Proposer des interventions de diététiciennes sur le goût, la dégustation permet juste de se donner bonne conscience. Cela galvaude la démarche sensorielle pourtant si belle.
Vivre une dégustation avec un discours diététisant en toile de fond et le message « il ne faut pas manger trop gras et trop sucré » est dissonant.
 
Le rectorat de Versailles m’a signifiée mon interdiction d’intervenir en temps scolaire 5 jours avant le démarrage prévu de mes ateliers en janvier dernier. Tout était en place avec l’école, l’enseignante. Pendant 2 mois personne ne m’a informée  des motifs de cette décision. Après un courrier à Mme Najat Vallaud-Belkacem, j’ai reçu une lettre du rectorat m’expliquant que « mon programme ne correspondait pas aux attentes des actions éducatives menées dans le cadre de la prévention du surpoids et de l’obésité ». J’ai fondé mon programme pour les élèves en cohérence des objectifs pédagogiques du BO du cycle 3, avec force propositions de transversalité.
 
Autant ne rien dire.
 
Ne pas se mouiller. Rester enfermés dans des croyances, des peurs. Rester dans le connu sans explorer le monde.
 
Le mot qui me vient est « pathétique ». Mais surtout une vague de tristesse m’envahit, lorsque je pense à tous ces enfants déjà en difficulté face aux aliments, et qui traîneront cela toute leur vie.
 
La colère était là aussi mais je sais qu’elle n’est pas bonne conseillère. Donc je laisse passer les petites vagues de colère, et j’agis au plus juste.
 
Cette colère, une fois apaisée, laisse une trace de chaleur dans mon cœur qui me guide dans mon « combat » quotidien, un combat tout doux pour éveiller les enfants aux merveilles dont recèle notre lien aux aliments si on veut bien les cultiver avec curiosité et attention.
 
De grâce !!! Réveillez-vous !! Parents, journalistes !!! Il est grand temps de communiquer et de s’ouvrir à quelque chose de plus grand, plus doux et plus profond !!!

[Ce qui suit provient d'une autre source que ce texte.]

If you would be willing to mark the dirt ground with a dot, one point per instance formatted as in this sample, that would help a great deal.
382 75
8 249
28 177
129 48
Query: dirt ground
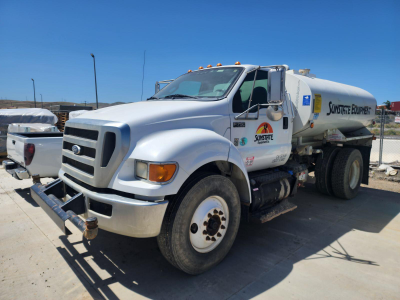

Pour le bien et le bonheur de tous.
 
Voilà, c’est dit.
Mon propos se veut doux et non-violent. Il s’agit d’ébranler -un peu, beaucoup…- les croyances rigides, les dogmes, les solutions extérieures à chacun de nous.
Cela nécessite de traverser des périodes certes de doutes, d’inconfort (car on s’ouvre à l’inconnu) mais « for the best », la liberté, l’éveil, et la douceur jour après jour.
 
 
[1] Sauf pour ceux qui, constatant un problème, vont mettre ou faire mettre leur enfant au régime ou vont l’inviter à « faire attention », ce qui revient au même.